Scalable and fair resource sharing among 5G D2D users and legacy 4G users: A game theoretic approach

We propose a game theoretic approach to the problem of resource allocation in fifth generation device to device communications underlying cellular networks, where modern fifth generation device to device users share channel resources of legacy fourth generation cellular users. Though such sharing improves scalability as more and more users can be served, the individual throughput obtained by a cellular user may get reduced when its channel resource is shared by a device to device user pair. Thus our aim is to increase the overall system throughput while ensuring effective user fairness for the legacy cellular users served. Our approach provides a tradeoff between the two objectives thereby ensuring no legacy cellular users are compromised heavily while encouraging modern device to device users.

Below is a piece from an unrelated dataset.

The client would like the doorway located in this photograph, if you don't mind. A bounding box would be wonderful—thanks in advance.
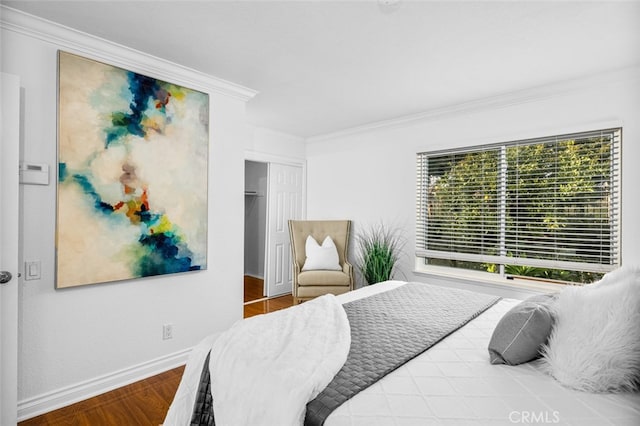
[244,159,304,305]
[244,160,269,303]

We have addressed this fairness problem by thresholding the reduction of the throughput of a cellular user with respect to its ideal throughput if not reused. We have proposed a game theoretic model in order to make strategic decision for selecting the preferred action configuration in order to meet this objective. We have also discussed about the convergence and the time bound of the proposed game model with a clear analysis of the scenarios encountered during the process of shared consumption of resources among cellular users and the device to device users. Together with this game model, convergence and time bound analyses and two validation processes, we aim to improve scalability, overall system throughput without compromising the fairness of the cellular users. We have also compared the user fairness achieved by our approach with two existing approaches to demonstrate the effectiveness of our game theoretic approach.